It was a Wednesday, around six in the evening. At the Vaults under Waterloo Station I parked next to a girl, wondered where she stowed her pistol, and watched Catherine O’Shea, Jennifer Richards and Naomi Westerman’s one-woman show; a throwback and pass forward – a Marlowe with mams. Katrina Foster was the curves with the cuffs. She dished out her shtick like a boxer paid to drop in the third. In a world like this, all sex and patter, the plot was a loose bag of tropes. Better to follow the lady on the stage and soak up the attitude, enough to thicken pubic hair.
But you’ll have heard Double Infemnity is more than a pun, it’s a feminist take on a male genre. I grabbed a packet of smokes and asked myself, what did that mean? Maybe the kind of show where the men get objectified and their absence drives the story. Maybe the kind where the heroine talks tough on menstruation and regards the male intellect like a bowl of spoiling oranges. And maybe that’s a problem. In simple terms, when someone’s up, someone’s gotta be down. A private dick better stay flaccid. And if it can’t, there better be a gal wrapping one in sandpaper.
Effie-Lou, the cop with the cleft, was a pretty smart cookie and by the end of the play just about everyone and everything had taken a bite. She survived unmolested and unconvinced by the men in her life. It’s a power fantasy the women of 2018, wanting a stake in Chandler’s sweet style, can get behind. But style is all it is.
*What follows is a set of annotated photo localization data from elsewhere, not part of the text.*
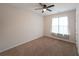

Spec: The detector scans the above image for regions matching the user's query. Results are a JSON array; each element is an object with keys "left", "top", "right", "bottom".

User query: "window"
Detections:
[{"left": 52, "top": 16, "right": 69, "bottom": 35}]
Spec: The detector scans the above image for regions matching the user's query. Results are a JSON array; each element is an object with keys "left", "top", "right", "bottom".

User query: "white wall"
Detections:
[
  {"left": 0, "top": 4, "right": 43, "bottom": 52},
  {"left": 76, "top": 4, "right": 79, "bottom": 55},
  {"left": 44, "top": 10, "right": 76, "bottom": 43}
]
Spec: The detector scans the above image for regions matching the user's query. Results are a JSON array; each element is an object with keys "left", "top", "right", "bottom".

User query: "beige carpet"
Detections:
[{"left": 0, "top": 36, "right": 78, "bottom": 56}]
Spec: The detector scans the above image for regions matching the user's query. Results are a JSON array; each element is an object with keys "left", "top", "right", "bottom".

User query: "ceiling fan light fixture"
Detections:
[{"left": 43, "top": 8, "right": 46, "bottom": 11}]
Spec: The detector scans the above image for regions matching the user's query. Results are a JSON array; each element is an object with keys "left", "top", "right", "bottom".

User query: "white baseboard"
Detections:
[
  {"left": 44, "top": 35, "right": 76, "bottom": 44},
  {"left": 0, "top": 35, "right": 43, "bottom": 53},
  {"left": 0, "top": 35, "right": 75, "bottom": 53}
]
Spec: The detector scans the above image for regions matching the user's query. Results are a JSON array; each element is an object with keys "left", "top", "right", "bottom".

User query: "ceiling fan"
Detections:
[{"left": 35, "top": 3, "right": 55, "bottom": 13}]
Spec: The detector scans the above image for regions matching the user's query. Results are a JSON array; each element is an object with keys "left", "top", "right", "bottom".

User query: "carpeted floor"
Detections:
[{"left": 0, "top": 36, "right": 78, "bottom": 56}]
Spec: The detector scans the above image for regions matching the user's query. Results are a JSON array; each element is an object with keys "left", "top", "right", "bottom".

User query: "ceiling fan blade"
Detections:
[
  {"left": 39, "top": 3, "right": 44, "bottom": 6},
  {"left": 47, "top": 5, "right": 55, "bottom": 8},
  {"left": 35, "top": 8, "right": 43, "bottom": 10},
  {"left": 47, "top": 9, "right": 52, "bottom": 12}
]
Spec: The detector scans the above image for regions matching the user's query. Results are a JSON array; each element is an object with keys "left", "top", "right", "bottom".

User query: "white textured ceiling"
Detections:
[{"left": 7, "top": 3, "right": 77, "bottom": 16}]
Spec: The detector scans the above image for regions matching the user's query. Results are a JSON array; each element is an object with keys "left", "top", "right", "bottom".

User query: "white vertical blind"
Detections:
[{"left": 52, "top": 16, "right": 69, "bottom": 35}]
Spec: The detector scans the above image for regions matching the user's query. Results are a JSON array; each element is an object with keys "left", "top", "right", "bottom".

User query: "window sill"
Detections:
[{"left": 51, "top": 33, "right": 69, "bottom": 39}]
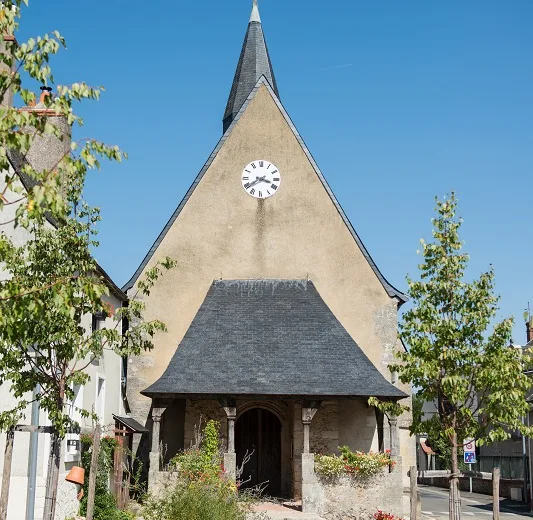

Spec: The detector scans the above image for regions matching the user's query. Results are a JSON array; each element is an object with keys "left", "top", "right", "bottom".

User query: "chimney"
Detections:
[
  {"left": 39, "top": 85, "right": 52, "bottom": 104},
  {"left": 20, "top": 86, "right": 72, "bottom": 175}
]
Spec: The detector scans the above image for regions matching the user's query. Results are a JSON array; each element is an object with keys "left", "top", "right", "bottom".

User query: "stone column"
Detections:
[
  {"left": 149, "top": 400, "right": 168, "bottom": 483},
  {"left": 301, "top": 401, "right": 321, "bottom": 454},
  {"left": 301, "top": 400, "right": 322, "bottom": 514},
  {"left": 388, "top": 415, "right": 400, "bottom": 470},
  {"left": 220, "top": 398, "right": 237, "bottom": 481}
]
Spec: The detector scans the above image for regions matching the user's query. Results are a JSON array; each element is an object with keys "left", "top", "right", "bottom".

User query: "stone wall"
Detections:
[
  {"left": 302, "top": 453, "right": 403, "bottom": 520},
  {"left": 183, "top": 400, "right": 228, "bottom": 450}
]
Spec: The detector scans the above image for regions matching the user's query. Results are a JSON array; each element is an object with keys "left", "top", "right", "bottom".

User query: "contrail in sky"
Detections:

Remember that and you’ll be swell.
I finish my cigarette. A man’s advice, would O’Shea, Richards and Westerman want it? Maybe not but it was, finally, all I had. Better manage the transitions between scenes – walking off and on stage slams on the brakes. Try lighting. Get someone to write a score; a little light jazz. And sweetheart, drop the clips of Brad Pitt. In a closed world it sticks out like a giraffe in a ’46 Ford. You want a hunk? Get a sketch artist. Hey, don’t look at me like that toots. I’m just a Joe doing a job, and I’m not even getting expenses.